Campaigners in more than 50 cities across Europe have taken part in a month-long action protesting against the nuclear capacity of NATO member states. Concerned citizens have been filing official complaints with relevant authorities on the grounds that NATO's nuclear capacity is contrary to international humanitarian law, as the weapons' indiscriminate nature is certain to cause unnecessary suffering.
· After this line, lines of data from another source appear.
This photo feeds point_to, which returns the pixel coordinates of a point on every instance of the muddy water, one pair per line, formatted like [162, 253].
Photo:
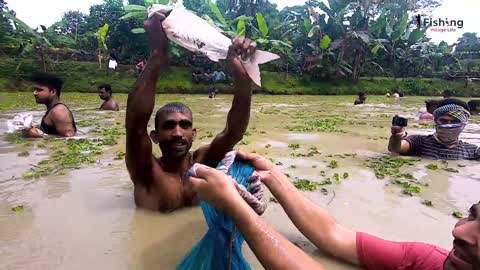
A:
[87, 218]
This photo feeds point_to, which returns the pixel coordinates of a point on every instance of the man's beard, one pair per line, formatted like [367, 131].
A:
[176, 148]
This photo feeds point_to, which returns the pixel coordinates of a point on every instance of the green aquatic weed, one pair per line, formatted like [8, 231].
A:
[24, 154]
[306, 185]
[120, 155]
[18, 208]
[294, 146]
[427, 203]
[432, 166]
[336, 178]
[452, 170]
[322, 125]
[333, 164]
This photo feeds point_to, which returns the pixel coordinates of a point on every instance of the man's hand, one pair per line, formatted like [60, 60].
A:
[240, 50]
[264, 167]
[214, 186]
[156, 34]
[397, 144]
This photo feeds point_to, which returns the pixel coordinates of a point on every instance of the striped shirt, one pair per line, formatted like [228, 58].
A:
[428, 146]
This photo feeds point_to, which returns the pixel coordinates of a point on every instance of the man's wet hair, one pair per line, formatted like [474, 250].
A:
[454, 101]
[432, 103]
[107, 88]
[49, 80]
[173, 107]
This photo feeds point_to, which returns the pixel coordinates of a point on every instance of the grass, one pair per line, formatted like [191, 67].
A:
[86, 76]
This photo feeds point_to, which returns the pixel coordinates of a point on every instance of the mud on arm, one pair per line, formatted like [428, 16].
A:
[239, 114]
[140, 104]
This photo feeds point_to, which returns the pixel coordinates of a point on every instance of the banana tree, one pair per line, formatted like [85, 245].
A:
[102, 42]
[30, 39]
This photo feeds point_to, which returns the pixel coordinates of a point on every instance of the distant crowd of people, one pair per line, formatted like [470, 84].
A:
[58, 120]
[160, 184]
[207, 76]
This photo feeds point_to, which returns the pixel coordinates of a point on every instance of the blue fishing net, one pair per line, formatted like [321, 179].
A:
[213, 250]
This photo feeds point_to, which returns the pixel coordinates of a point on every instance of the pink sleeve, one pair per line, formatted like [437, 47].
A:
[375, 253]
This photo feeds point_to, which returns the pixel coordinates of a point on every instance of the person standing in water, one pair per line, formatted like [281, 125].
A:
[159, 183]
[58, 120]
[274, 251]
[450, 118]
[105, 93]
[361, 99]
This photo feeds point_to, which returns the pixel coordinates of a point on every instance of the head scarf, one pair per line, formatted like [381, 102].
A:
[448, 134]
[452, 110]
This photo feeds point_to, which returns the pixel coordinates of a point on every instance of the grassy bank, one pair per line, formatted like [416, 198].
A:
[86, 76]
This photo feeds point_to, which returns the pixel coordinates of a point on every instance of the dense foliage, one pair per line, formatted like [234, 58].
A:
[321, 39]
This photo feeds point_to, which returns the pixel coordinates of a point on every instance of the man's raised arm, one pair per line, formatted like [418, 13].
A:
[141, 102]
[239, 114]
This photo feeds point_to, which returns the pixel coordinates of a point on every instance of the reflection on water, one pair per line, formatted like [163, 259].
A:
[87, 217]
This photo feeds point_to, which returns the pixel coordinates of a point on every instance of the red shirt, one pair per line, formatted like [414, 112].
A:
[375, 254]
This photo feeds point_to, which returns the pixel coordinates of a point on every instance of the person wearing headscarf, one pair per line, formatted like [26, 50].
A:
[450, 118]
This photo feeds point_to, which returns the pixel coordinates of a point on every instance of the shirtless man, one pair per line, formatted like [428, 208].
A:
[105, 93]
[159, 183]
[58, 120]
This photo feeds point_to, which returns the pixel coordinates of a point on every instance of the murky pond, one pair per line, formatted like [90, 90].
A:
[79, 213]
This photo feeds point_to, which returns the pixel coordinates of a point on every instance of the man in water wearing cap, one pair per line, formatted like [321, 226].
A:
[275, 251]
[159, 183]
[450, 118]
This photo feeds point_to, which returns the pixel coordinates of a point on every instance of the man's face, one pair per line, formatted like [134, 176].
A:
[42, 94]
[465, 254]
[104, 95]
[175, 134]
[443, 120]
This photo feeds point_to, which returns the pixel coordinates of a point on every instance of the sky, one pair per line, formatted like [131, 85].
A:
[46, 12]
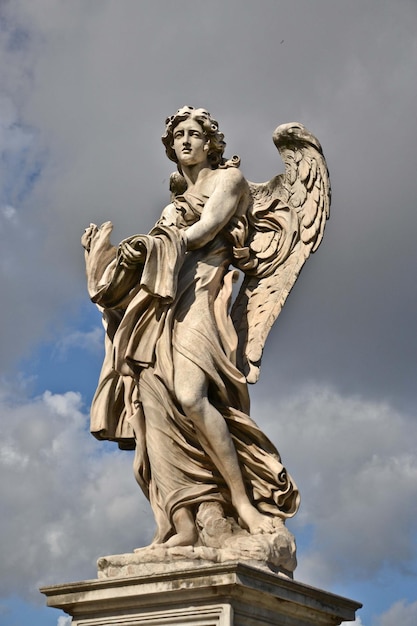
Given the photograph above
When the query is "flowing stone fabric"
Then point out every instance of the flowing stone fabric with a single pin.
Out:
(177, 301)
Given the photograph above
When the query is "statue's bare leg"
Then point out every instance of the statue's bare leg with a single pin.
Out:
(191, 387)
(186, 531)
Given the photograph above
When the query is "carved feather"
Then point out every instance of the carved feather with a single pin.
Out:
(286, 224)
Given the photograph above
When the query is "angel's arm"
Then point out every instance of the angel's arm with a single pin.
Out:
(219, 208)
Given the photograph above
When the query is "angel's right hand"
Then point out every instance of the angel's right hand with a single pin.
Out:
(130, 256)
(88, 235)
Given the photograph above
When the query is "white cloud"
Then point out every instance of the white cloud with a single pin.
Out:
(400, 613)
(68, 499)
(355, 463)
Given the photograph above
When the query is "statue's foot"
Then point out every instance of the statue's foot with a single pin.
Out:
(256, 522)
(183, 538)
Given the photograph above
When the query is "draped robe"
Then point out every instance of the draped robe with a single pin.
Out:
(178, 301)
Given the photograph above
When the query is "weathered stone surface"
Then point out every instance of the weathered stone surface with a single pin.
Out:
(174, 379)
(230, 594)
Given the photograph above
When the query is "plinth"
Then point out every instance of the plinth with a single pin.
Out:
(203, 594)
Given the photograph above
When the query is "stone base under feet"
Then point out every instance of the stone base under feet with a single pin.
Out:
(199, 594)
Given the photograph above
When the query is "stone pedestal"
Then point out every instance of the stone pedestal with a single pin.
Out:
(225, 594)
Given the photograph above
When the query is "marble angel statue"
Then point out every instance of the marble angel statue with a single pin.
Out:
(173, 385)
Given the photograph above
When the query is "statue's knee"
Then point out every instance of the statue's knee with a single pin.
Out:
(191, 405)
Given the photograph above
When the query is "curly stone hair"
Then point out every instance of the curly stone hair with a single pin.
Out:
(210, 128)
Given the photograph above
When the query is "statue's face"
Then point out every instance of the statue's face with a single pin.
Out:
(190, 144)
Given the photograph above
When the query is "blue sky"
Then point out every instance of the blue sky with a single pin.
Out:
(85, 88)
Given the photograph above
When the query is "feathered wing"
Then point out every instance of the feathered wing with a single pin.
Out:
(285, 224)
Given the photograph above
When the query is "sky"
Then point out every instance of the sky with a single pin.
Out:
(85, 87)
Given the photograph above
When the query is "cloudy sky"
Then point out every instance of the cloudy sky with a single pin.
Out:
(85, 87)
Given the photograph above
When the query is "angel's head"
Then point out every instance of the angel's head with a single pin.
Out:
(210, 128)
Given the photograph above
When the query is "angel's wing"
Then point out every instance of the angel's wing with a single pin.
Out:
(286, 223)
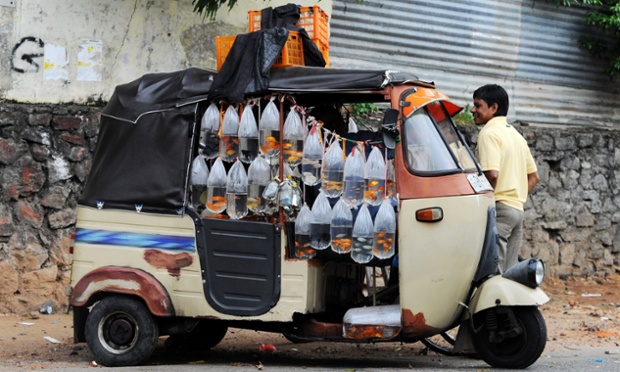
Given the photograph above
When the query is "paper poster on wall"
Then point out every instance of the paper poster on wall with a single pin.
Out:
(90, 61)
(55, 63)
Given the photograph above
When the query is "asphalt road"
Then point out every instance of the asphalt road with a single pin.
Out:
(359, 359)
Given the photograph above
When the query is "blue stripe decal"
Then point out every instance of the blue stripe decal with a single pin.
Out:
(135, 240)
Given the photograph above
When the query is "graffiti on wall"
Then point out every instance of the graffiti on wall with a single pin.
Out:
(27, 54)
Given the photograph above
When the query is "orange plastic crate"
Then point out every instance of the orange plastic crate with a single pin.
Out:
(292, 52)
(312, 18)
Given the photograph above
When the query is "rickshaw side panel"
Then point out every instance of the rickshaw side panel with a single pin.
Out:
(104, 239)
(438, 260)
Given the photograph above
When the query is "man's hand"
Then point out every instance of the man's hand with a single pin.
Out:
(492, 176)
(532, 180)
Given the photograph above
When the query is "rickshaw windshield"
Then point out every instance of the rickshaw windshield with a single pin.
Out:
(432, 142)
(448, 131)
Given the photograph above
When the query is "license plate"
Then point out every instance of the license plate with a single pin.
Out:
(479, 182)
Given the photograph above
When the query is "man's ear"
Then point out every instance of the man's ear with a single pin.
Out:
(494, 107)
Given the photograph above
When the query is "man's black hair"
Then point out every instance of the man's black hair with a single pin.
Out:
(493, 93)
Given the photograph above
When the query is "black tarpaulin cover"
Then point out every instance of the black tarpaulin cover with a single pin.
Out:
(147, 130)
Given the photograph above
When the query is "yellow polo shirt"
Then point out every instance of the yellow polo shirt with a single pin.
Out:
(503, 149)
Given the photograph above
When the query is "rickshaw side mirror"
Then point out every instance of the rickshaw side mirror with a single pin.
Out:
(391, 134)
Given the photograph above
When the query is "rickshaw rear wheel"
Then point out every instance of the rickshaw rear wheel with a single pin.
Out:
(199, 341)
(120, 331)
(514, 343)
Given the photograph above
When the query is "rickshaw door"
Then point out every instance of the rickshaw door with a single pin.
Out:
(241, 265)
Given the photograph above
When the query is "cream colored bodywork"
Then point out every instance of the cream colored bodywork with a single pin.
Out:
(437, 261)
(299, 280)
(499, 291)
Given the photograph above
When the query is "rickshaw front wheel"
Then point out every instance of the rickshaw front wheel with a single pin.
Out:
(120, 331)
(510, 337)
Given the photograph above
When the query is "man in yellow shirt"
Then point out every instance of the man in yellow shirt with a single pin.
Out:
(509, 166)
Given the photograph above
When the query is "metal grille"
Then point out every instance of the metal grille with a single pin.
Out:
(529, 47)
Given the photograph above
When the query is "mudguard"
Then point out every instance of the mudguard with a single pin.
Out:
(499, 291)
(112, 279)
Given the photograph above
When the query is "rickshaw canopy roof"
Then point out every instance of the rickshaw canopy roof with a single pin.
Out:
(164, 91)
(147, 133)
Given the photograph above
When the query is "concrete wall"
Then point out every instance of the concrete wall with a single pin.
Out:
(57, 51)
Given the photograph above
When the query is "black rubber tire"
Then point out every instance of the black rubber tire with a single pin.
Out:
(442, 343)
(197, 342)
(120, 331)
(518, 352)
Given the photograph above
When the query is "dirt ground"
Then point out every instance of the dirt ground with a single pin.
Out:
(582, 313)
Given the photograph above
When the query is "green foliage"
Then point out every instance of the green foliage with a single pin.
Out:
(209, 8)
(360, 109)
(605, 16)
(464, 117)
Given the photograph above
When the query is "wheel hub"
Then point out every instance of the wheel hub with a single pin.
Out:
(121, 331)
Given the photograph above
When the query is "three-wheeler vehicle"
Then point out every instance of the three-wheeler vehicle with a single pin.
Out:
(147, 263)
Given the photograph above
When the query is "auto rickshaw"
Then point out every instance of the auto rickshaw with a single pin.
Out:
(147, 263)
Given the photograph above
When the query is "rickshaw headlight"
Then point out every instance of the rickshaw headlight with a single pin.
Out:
(530, 272)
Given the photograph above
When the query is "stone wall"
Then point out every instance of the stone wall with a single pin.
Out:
(572, 217)
(45, 154)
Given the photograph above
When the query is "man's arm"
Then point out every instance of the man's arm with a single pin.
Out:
(492, 176)
(532, 180)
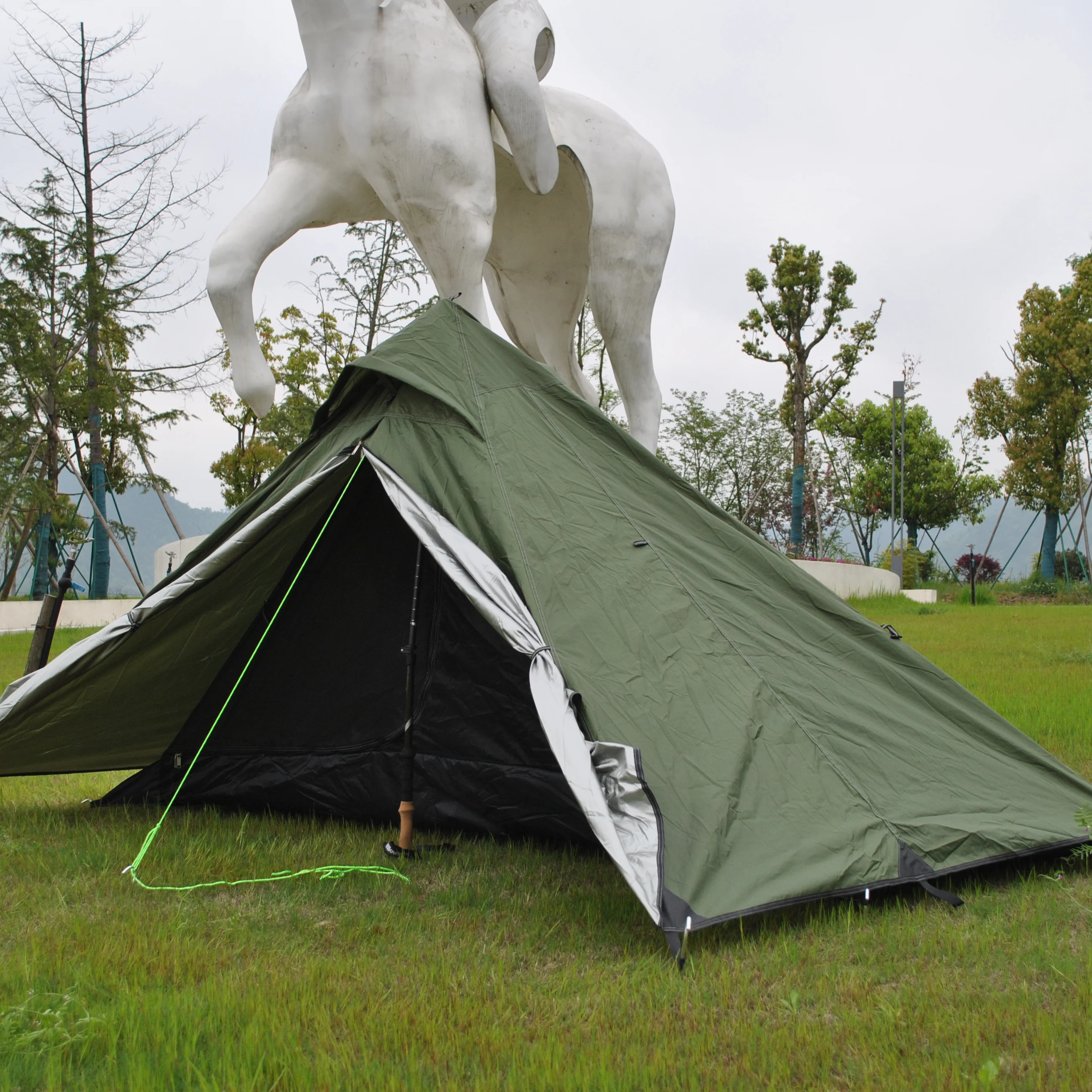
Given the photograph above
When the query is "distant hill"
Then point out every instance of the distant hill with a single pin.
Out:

The series of complaints, organised by Greenpeace and the Belgium peace organisation Vredesactie, culminated in the notification of a citizens' summons to NATO secretary-general De Hoop-Scheffer, to coincide with the Riga Summit being held to discuss the future of the Alliance. The summons calls on NATO to change its nuclear policy and start the dismantling of the nuclear weapons still deployed by European NATO members. NATO's condemnation of North Korea's nuclear test as “an extremely serious threat to peace and security in the world” is held by campaigners to be hypocritical when European countries continue to hold their own nuclear weapons, and also house some of the US's nuclear capacity. “NATO should put its own nuclear house in order and eliminate its own extremely serious threat to peace and security,” said Bombspotting campaigner Fabien Rondal. Wendel Trio of Greenpeace added “This is an opportunity for European leaders to meet their own obligation to disarm the world of nuclear weapons and to do what the majority of people in Europe want by removing US nuclear weapons from European soil.”
The campaign very successfully managed to coordinate and synchronise activity between a myriad of European peace campaigners, represented by a variety of different groups, and based in over 50 European cities. In police stations across Spain, Germany, Italy, Turkey and Portugal, countless official complaints were made. Many groups also carried out street demonstrations.
In Belgium, hundreds of citizens collectively sent a bailiff with a citizen's summons to prime minister Verhofstadt. In earlier complaint actions in Belgium, in 2002 and 2004, more than a thousand complaints were filed.
Amongst the many British actions, Norwich witnessed more than 30 people, representing a range of local groups, demonstrating in front of the police station and holding colourful banners while the letter of complaint was officially filed.
NATO, currently leading some 32,000 troops from 37 countries in Afghanistan, is at a transitional point in its history. Holding NATO to account by existing humanitarian laws becomes a vital exercise as NATO works to redefine its post-cold war role. Campaigners argue that it is of vital importance that, in future, NATO is free of nuclear weapons.